Q. You resigned just a day before the impeachment process. Do you think you could have made a difference?
No, because I think the Democrats made a bad mistake in trying to confine the impeachment only to Ukraine among other things, and moving it very quickly. And you know, if anything, it was the speed with which they wanted to move that was the problem. They didn't want it to interfere with the Democratic presidential nomination process that began in 2020. I understand their political concerns, but that's not a valid argument. Impeachment is a very grave proceeding, and they should have been prepared to take as much time as necessary.
Their strategy to limit the subject matter and make it go quickly produced a completely partisan response from the Republicans. They drove Republicans into a corner and the result was the whole impeachment process itself was very partisan. And they failed. They impeached Trump, but they didn't convict him. And to do that they would have needed Republicans, who, as I say, they had pushed away. So anything I would have had to have said would have been lost in the shuffle. Especially because many Republicans in the Senate said flatly, we think Trump did what the Democrats said he did on Ukraine. But we don't think that conduct, however reprehensible it is, rises to the level of an impeachable offence. I wouldn't have said anything that most Republicans weren't willing to concede anyway. They just weren't going to vote to convict Trump.

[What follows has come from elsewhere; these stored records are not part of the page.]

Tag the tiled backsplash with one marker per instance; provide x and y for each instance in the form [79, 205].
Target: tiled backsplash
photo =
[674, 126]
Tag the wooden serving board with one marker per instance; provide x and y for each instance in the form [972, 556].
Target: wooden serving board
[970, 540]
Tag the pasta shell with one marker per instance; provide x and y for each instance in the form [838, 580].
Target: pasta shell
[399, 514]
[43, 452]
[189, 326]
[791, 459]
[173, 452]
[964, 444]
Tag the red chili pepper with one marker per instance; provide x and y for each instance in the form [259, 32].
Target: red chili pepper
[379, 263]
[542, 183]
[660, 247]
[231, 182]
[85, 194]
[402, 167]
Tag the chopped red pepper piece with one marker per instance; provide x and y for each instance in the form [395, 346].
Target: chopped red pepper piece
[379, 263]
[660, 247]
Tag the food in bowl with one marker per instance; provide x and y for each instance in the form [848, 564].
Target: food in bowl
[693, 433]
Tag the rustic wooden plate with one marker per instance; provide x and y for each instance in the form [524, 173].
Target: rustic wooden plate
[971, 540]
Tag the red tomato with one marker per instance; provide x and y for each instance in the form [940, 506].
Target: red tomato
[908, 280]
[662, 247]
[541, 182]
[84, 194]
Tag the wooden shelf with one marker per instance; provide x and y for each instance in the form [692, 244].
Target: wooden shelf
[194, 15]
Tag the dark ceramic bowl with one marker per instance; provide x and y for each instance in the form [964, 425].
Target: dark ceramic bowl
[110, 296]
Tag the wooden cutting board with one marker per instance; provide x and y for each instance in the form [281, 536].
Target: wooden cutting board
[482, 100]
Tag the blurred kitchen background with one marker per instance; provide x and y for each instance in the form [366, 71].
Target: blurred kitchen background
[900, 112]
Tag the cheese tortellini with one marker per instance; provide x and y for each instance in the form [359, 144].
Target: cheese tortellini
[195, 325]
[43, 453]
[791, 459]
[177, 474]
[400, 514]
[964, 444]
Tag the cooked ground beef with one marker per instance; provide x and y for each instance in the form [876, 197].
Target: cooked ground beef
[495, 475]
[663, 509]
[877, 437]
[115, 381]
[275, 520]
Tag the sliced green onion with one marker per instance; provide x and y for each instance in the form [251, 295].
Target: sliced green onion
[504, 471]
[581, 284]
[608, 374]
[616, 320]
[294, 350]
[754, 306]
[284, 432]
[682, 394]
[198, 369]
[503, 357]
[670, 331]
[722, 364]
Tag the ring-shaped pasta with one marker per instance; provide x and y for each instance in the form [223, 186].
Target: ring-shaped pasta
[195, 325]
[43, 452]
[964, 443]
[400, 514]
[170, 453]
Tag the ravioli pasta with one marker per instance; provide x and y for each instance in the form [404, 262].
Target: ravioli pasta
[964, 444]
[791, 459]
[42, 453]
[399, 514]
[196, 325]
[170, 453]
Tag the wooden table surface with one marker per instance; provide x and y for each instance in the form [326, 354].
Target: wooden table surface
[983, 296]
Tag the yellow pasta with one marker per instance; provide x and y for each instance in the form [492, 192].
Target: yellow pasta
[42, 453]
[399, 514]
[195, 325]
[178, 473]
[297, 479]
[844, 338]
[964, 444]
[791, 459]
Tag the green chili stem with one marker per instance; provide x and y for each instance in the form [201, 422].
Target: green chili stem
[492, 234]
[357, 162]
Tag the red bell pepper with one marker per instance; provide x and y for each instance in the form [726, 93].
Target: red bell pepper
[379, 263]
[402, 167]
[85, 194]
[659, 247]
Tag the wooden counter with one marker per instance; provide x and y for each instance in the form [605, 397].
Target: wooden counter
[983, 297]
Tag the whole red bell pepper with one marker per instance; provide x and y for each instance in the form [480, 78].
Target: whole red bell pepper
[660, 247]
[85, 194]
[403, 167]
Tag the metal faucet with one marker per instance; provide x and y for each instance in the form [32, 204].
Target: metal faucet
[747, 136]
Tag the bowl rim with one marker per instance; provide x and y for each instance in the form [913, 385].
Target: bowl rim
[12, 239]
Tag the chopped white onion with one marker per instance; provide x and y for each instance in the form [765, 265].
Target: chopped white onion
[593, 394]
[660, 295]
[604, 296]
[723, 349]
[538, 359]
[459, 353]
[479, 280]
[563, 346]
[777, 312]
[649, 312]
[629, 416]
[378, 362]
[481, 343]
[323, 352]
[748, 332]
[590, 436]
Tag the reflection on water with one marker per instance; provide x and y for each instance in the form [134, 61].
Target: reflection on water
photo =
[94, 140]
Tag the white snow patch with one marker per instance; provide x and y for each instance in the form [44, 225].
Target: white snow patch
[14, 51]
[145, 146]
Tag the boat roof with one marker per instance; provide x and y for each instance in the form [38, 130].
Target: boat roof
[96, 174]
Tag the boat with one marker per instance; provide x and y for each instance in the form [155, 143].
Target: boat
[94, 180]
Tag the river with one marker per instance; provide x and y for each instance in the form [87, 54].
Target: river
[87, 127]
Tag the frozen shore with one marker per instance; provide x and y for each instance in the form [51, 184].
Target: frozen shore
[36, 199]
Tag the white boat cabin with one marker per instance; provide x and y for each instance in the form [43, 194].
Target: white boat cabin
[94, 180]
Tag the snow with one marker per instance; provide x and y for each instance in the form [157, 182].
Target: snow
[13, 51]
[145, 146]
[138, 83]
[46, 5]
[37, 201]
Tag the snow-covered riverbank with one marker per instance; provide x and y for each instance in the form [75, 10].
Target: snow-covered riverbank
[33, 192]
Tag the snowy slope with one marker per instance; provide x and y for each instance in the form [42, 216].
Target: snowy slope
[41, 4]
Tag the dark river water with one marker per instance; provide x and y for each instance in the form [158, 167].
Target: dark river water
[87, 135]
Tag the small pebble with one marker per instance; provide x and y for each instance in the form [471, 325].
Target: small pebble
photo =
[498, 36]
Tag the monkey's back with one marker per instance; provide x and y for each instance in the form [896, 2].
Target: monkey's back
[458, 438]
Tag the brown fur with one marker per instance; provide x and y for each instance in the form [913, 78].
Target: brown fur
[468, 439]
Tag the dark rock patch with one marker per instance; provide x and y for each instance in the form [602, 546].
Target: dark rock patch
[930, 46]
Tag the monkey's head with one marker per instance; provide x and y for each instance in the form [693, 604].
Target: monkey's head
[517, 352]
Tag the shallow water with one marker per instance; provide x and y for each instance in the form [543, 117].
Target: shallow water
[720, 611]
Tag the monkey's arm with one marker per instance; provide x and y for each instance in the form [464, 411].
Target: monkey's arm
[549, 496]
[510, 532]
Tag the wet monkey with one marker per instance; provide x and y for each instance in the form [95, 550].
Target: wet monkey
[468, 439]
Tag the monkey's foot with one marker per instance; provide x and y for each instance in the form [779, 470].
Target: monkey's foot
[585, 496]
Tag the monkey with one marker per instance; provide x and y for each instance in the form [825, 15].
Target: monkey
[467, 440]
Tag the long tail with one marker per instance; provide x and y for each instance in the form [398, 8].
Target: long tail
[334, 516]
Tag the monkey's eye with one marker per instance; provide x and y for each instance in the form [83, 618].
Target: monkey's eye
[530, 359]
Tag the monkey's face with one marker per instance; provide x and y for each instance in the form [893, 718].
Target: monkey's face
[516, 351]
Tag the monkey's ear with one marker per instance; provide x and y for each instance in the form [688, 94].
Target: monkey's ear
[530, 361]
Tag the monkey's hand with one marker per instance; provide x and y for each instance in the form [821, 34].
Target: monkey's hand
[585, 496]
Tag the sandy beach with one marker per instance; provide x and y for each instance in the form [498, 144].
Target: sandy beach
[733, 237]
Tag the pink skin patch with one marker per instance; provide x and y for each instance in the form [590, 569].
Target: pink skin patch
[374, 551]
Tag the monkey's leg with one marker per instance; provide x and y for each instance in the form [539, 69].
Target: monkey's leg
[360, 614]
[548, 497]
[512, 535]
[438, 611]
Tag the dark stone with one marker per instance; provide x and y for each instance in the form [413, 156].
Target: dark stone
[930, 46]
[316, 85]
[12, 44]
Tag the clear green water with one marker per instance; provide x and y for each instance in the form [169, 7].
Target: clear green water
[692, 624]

Q. What led to your dismissal?
Well, I left because of an accumulation of disagreements with the President on dealing with China, Russia, Iran, North Korea, Venezuela, the Middle East, you name it. So, there was no one particular flashpoint—it was the accumulation of things, and I think a lot of other people left the administration in a similar kind of way. I think that's the right thing to do when you can't carry out instructions because you disagree with them so profoundly, and you think that the President is not listening to your advice. I think the White House since I've left has grown more disorganised and more chaotic. That may have been inevitable even if I'd stayed—the chaos is not due to the senior advisors, the chaos is due to the President himself. And the more inexperienced his advisors are, the greater the chance that the chaos will spread.
Q. What lies ahead for you and which candidate would you endorse?
I'll go back to doing what I did before I was in the government. I'm going to write, speak and go on television, that sort of thing. In terms of the election, I don't think we know in the country who will win at this point—Trump is behind in the polls, but that doesn't say anything. There's still three months to go, which is an eternity in American politics.
I'm not going to vote for Trump. But I'm not going to vote for Biden either, because I disagree with his policy. So, I will do what you can do in most American states, I will write in the name of a somebody yet to be determined, rather than vote for one of the two of them. I live in the state of Maryland and Biden will carry Maryland overwhelmingly and will get its votes. So, my vote really won’t make any difference.